The analyses of the data showed that there was no correlation between the amount of police activity in an area (as measured through the number of stop and search events in the area) and the number of burglary events (r = −0.047). However, there was a positive correlation between police activity and recorded drug-related crimes (r = 0.180). Thus, the two types of crime data indeed reflect somewhat different types of events, namely the activity of criminals (in the burglary data) and the activity of the police (in the drug-related crime data). These two types of activities can, of course, be correlated or can be related to other variables that characterize the location.
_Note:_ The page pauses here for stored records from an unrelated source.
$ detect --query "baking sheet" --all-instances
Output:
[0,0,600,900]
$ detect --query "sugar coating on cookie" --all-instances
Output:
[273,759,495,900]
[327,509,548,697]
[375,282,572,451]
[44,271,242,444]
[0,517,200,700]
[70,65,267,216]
The analysis of the police databases revealed additional clear differences between the picture of reality they provide and the actual reality. In the UK Home Office drug survey for 2013, 2.8% or 280 out of 10,000 adults aged 16 to 59 reported using illicit drugs more than once a month in the last year. Assuming that these people purchased drugs once a month, they were involved in approximately 12 * 280 = 3360 drug deals in a year. In the UK police data set, the yearly average of drug-related crimes per year was about 28.7 per 10,000 people. Clearly, less than 1% of drug deals appear in police data. This demonstrates the large potential gap between the image of the reality that appears in the analysis of data and the actual reality this image is supposed to reflect.